傍晚的时候,许柒在熨衣服。熨斗是白色的,很小,放在一块蓝色的烫衣板上。蒸汽从熨斗底下冒出来,白色的,热乎乎的,把许柒的脸蒸得有点红。她的脸颊上多了一层很淡很淡的粉色,像一朵被春风吹开了的、还没完全开、但已经露出了花苞里面颜色的桃花。
莫莉坐在旁边看。她把数位板收起来了,稿子画完了,小猫最后找到了家。不是它原来的家,是另一个。一个它从来没有去过、但一进去就觉得“就是这里”的家。那个家的屋顶上晒着一条蓝色的被子,和小猫的眼睛一个颜色。莫莉画完的时候,看着那条蓝色的被子,想起了许柒的毛衣。深蓝色的,她在秋天常穿的那件。许柒今天没有穿那件,她穿了一件白色的T恤,领口很大,露出一截锁骨。锁骨下面有一颗很小的痣,莫莉以前没注意到。可能以前就有,可能今天第一次看到。她盯着那颗痣看了很久,久到许柒抬起了头,她才把目光移开。
“你在看什么?”许柒问。
“没什么。”莫莉低下头,假装在整理数位板的线。线缠在一起了,她解了很久,越解越紧。许柒放下熨斗,走过来,蹲在她旁边,伸手拿过那团线。她的手指很灵活,找到了线头,绕了两下,抽出来,线就解开了。她把线递给莫莉,手指碰到了莫莉的手指。很短,短到像眨眼。但莫莉感觉到了。许柒的手指是热的,比熨斗的蒸汽还热。不是因为温度,是因为那是许柒的。
“谢谢。”莫莉说。
“不用。”
许柒站起来,走回去继续熨衣服。莫莉握着那根被解开的线,线是黑色的,很长,绕在手指上,像一枚没有镶宝石的、很细的、黑色的戒指。她没有摘下来。让它绕在手指上,绕了一整个傍晚。画完画,收好东西,穿上外套,准备走的时候,她才把那根线取下来,放在桌上。线的形状还是绕着的,一圈一圈的,像她的指纹。
五月的时候,许柒开始做一个系列。三件裙子,主题叫“雨天”。莫莉是在一个下雨的下午看到这些裙子的。
那天雨很大,不是春天那种细细密密的、温柔的、像雾一样的雨,是夏天的、急的、猛地砸下来的、像有人在天空打翻了水桶一样的雨。莫莉没有带伞,她从教学楼跑出来,跑过操场,跑过食堂,跑过西门,跑到许柒的工作室门口的时候,全身都湿了。头发贴在额头上,衣服贴在身上,水从裤脚往下滴,在地上汇成一小滩。
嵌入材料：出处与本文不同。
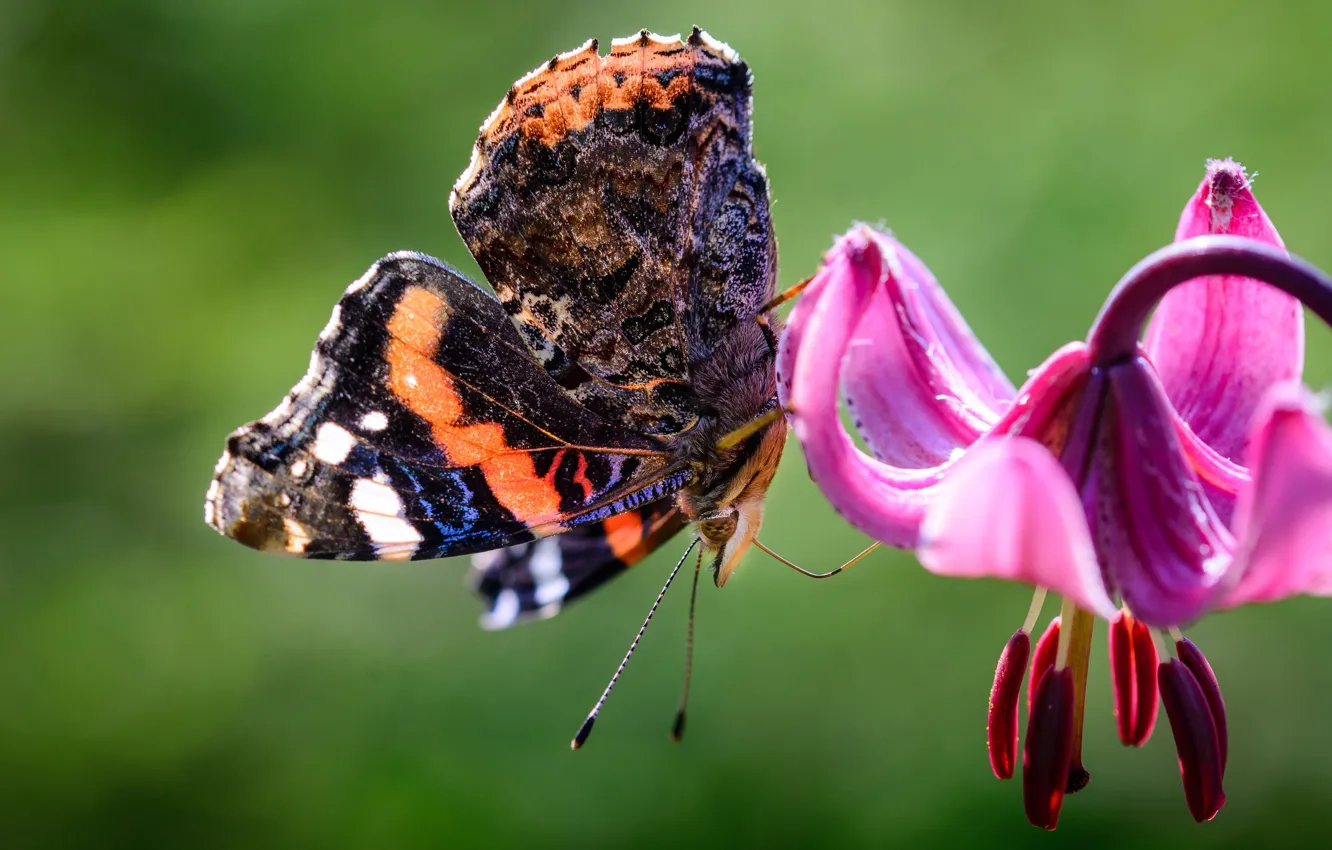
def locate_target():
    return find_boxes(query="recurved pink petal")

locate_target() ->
[1086,358,1235,628]
[842,226,1014,469]
[1144,160,1304,462]
[916,437,1116,620]
[1224,384,1332,606]
[778,226,944,549]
她推开门,许柒抬起头,看到她的样子,愣了一下。然后站起来,从衣架上取下一件衣服,递给她。
“换上。湿的会感冒。”
莫莉接过去。是一件衬衫,白色的,亚麻的,许柒自己做的,还没有穿过。她走到帘子后面换下来。衣服很大,袖子长了一截,她把袖口卷了两道。面料贴着皮肤,凉凉的,滑滑的,像水。但不是水。是布。是被许柒的剪刀剪过、被许柒的针缝过、被许柒的熨斗烫过的布。它上面有许柒手的温度——不是现在的温度,是那些裁、剪、缝、熨的时候,许柒的手指留在上面的、一点一点的、累积起来的温度。那些温度不会消失。它们藏在布的纤维里,藏在针脚的缝隙里,藏在每一道被熨斗压平的褶皱里。你穿上去的时候,它们会从布里面慢慢地、轻轻地、像解冻了一样地,流到你的皮肤上。
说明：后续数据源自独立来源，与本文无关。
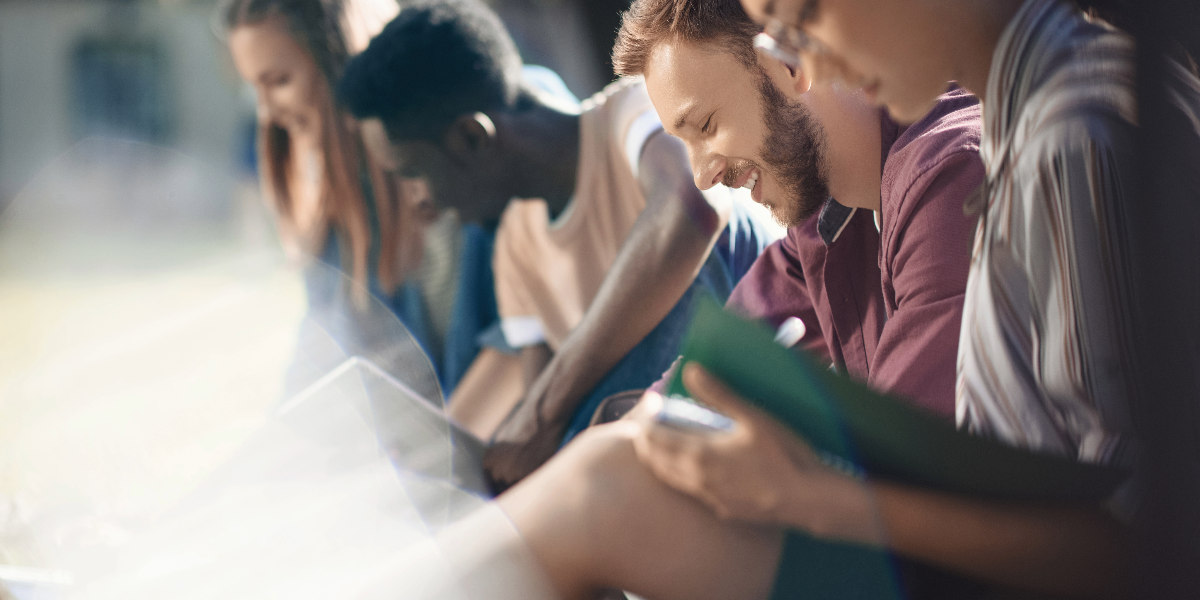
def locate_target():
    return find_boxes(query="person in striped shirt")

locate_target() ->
[475,0,1200,598]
莫莉从帘子后面出来。许柒看了一眼,很短的一眼。然后她转过去,面对着那排衣架,像在找什么。莫莉看到她的耳朵红了。和旧书店付钱的时候一样。很淡的,淡到如果不是工作室的灯光太暗、暗到其他颜色都消失了、只剩下这一种颜色,根本不会看到。
“好看吗?”莫莉问。
“嗯。”许柒没有回头。
莫莉走到那排衣架前面。三件裙子挂在那里,白色的,浅灰色的,深蓝色的。都是长款,裙摆很大,像撑开的伞。面料很轻,风从窗户吹进来,裙摆就飘起来,像三朵在风中摇晃的、不同颜色的、开在同一个枝头的花。莫莉伸手摸了摸那条深蓝色的。面料是棉的,很薄,很软,像被洗了很多次的、旧旧的、但很舒服的那种软。裙摆的边缘没有锁边,是毛边的,线头露在外面,一丝一丝的,像雨丝。莫莉摸着那些线头,觉得它们不是线头。是雨。是许柒见过的、记得的、画在纸上的、然后用布做出来的雨。那些雨不会停。它们会一直下,在这三条裙子上,在这些毛边的、散开的、像在说“我没有结束”的线头上。
“为什么叫‘雨天’?”莫莉问。
许柒走过来,站在她旁边。她的目光落在那条深蓝色的裙子上,停了几秒。
“因为雨天适合待在家里。”许柒说。
莫莉想到了什么。想到了北京的那个家,那个下雨的早晨,她趴在枕头上,许柒的手臂搭在她腰侧,掌心朝上。窗外的雨声细细密密的,像有人在很远的地方弹一架走音的钢琴。她说“阴天就应该在床上待到地老天荒”,许柒没有说话,但重新躺回去了。没有起床。
“雨天也适合做裙子。”莫莉说。
许柒看了她一眼。那个眼神很短,短到像一盏灯闪了一下。但在那一闪里,莫莉看到了一个东西——不是笑,是一种比笑更深的、像井底的水一样的东西。它在那里,在许柒的眼里,在许柒的心里,在这个下雨的、安静的、只有她们两个人的下午。它在说“你知道的。你都知道的。”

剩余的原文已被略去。